According to Price, Clarion University students are uniquely prepared with a deliberate focus on evidence-based practices and a comprehensive effort for students to learn about all types of conditions and disabilities.
“Our new program will continue to incorporate specific instructional techniques for struggling readers, strategies for teaching mathematics, and applied behavioral analysis courses. Our program is also the only program in the Commonwealth able to give Competent Learner Model courses, content focusing on students with autism, for course credit,” Price said.
“Special Education and Education have always been marquis programs at Clarion,” Sabousky noted. “Our graduates are highly sought after.”
Along with the new Special Education PK-12 program, the department continues to offer the Competent Learner Model (CLM) and Board Certified Assistant Behavior Analyst (BCaBA) certificates at the undergraduate level, as well as a Masters in Special Education leading to certification as a Board Certified Behavior Analyst (BCBA).
Additionally, Clarion University debuted an Associate of Science in Nursing program at a satellite location in Somerset County.
According to Deborah J. Kelly, Chair of Nursing at the Venango Campus, eighteen months ago the Somerset County Commissioners and the Somerset Foundation for Higher Education approached Clarion University about the possibility of bringing the Associate of Science (ASN) program to Somerset County.

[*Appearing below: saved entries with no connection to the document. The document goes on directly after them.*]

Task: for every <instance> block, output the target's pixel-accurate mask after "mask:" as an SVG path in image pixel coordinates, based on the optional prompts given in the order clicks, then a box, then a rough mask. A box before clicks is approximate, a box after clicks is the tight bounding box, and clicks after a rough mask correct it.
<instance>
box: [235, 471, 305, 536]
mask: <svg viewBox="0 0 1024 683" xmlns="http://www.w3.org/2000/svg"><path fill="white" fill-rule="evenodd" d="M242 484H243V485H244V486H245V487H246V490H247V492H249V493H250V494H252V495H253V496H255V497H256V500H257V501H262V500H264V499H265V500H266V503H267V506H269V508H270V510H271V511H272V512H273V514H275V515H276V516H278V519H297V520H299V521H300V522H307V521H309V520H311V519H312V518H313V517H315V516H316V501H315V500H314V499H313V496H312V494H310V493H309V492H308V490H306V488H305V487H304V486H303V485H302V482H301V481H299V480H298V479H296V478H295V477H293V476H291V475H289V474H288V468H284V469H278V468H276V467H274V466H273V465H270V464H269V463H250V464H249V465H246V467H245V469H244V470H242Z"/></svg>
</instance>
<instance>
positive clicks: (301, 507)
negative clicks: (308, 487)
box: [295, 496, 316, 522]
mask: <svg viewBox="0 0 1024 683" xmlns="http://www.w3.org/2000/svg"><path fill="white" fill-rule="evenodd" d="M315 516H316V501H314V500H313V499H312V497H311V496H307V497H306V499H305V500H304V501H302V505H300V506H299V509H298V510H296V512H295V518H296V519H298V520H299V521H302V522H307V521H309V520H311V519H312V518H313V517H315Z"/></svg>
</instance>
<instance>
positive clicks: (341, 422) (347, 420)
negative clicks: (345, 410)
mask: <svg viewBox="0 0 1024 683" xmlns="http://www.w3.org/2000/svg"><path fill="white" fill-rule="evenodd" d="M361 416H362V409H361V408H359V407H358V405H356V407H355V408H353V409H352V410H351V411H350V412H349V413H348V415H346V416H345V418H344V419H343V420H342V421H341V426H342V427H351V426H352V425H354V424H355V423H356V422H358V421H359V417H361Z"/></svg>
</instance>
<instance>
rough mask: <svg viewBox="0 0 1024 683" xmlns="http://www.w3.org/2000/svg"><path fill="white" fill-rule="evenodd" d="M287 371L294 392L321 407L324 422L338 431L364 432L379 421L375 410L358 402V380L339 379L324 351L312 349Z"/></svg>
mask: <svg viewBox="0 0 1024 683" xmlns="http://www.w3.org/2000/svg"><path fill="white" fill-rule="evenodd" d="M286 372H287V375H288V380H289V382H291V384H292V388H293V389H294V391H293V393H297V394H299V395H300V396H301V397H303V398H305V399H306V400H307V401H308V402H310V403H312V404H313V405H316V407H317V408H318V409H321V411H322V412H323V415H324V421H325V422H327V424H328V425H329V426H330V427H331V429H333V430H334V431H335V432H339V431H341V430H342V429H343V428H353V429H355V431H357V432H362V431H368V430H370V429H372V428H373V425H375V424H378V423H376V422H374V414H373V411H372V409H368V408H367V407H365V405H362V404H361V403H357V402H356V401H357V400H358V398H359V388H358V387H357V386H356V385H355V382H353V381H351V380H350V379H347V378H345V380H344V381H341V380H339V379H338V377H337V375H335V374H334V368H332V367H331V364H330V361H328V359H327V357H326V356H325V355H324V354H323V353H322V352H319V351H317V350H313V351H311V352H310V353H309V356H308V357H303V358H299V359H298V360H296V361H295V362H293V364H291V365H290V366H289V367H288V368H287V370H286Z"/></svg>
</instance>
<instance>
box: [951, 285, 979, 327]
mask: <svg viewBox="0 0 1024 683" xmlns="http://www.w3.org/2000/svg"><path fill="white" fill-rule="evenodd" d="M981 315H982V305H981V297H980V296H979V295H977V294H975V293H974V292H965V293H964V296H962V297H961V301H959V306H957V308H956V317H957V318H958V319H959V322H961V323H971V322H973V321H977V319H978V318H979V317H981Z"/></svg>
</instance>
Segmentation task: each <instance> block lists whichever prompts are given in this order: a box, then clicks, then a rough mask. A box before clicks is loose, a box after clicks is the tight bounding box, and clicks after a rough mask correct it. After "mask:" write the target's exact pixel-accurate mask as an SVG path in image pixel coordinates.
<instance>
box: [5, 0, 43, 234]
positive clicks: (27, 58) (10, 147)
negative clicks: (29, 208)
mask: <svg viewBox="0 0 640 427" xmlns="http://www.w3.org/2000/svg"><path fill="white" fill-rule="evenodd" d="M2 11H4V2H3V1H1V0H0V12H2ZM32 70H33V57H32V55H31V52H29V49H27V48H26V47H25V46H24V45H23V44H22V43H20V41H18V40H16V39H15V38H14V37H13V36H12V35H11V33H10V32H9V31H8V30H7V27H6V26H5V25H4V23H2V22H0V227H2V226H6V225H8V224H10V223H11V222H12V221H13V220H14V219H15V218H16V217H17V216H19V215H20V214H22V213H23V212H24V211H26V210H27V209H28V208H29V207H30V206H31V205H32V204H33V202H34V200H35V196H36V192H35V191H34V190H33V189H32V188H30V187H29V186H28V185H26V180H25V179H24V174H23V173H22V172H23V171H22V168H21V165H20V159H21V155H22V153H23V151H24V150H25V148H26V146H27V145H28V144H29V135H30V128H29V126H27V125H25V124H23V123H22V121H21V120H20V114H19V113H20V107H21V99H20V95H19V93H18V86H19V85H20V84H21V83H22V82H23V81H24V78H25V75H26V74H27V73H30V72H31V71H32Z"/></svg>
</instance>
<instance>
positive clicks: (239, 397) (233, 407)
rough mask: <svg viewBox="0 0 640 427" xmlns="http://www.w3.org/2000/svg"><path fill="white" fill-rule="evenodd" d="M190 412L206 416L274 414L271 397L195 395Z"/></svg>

“They were impressed with the quality of Clarion’s nursing programs and wanted to be able to offer this educational opportunity to their residents,” Kelly said.
Like many other rural communities, Somerset County is experiencing a shortage of registered nurses.
The first cohort of students will begin classes on August 26 at the newly renovated wing in the Somerset County Education Center, 6022 Glades Pike, Somerset, Pa.
“The addition of this site has been a collaborative effort between Clarion University and members of the Somerset community. State Senator Patrick Stefano, Representative Carl Metzgar, the Somerset County Commissioners, and the Somerset Foundation Higher Education Foundation secured funds for the renovations and scholarships for Somerset County residents,” Kelly said.